Of old, narrative and storytelling were used to weave useful pieces of information into stories that could be handed down orally, generation after generation. These stories were often conceived in the form of quests, rhythmically built on redundancy and interlacement and laid out on a map.
In the past hundred years, storytelling has progressively distanced itself from this model: mechanical reproduction of music, images, movement, and text has transformed the language of communication across these media and channels, turning seamless immersion into self-conscious reflection, physical struggles into psychological tensions, and traveling the world into traveling emotional landscapes.
Organizing space to represent or visualize experiences is a fundamental human trait, so, in what is both a predictable but unexpected turn of events, the Web, mobile, and digital media have brought once again spatial thinking, journeys, and quests center stage. Navigable space can both represent physical spaces and the abstract information spaces of Facebook or Uber, but what kind of space are we talking about? Some 21st century version of MS Bob? Some glorified FPS?

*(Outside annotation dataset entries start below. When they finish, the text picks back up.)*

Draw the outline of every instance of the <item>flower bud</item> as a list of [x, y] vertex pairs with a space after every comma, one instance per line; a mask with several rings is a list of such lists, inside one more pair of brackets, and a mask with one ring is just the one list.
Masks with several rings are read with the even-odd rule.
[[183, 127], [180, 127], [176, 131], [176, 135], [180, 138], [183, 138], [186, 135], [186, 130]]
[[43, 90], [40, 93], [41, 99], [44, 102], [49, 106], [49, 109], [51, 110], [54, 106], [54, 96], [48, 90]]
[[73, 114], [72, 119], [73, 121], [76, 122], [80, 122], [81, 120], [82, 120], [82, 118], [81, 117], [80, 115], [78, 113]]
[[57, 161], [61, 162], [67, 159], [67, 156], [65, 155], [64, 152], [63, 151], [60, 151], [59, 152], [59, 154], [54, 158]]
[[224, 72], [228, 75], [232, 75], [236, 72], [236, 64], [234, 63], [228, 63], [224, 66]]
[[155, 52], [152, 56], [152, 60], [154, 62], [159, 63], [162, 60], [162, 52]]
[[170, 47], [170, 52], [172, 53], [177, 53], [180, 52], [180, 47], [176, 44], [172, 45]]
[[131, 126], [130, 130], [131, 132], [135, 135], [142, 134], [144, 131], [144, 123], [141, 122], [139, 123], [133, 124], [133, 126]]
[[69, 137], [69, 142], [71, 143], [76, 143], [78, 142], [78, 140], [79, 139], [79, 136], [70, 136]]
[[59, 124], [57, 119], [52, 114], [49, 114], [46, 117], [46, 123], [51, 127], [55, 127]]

Using such examples as Bram Stoker’s Dracula, published in 1897, camp musical videos from the early 1980s, early 1990s videogames, and Hollywood movies, this talk argues that as digital and physical blend into unstable cross-channel experiences our conceptualizations shift towards direct manipulation and understanding of abstract navigational and place-making grammars, rather than towards literal, skeumorphic representations of the real.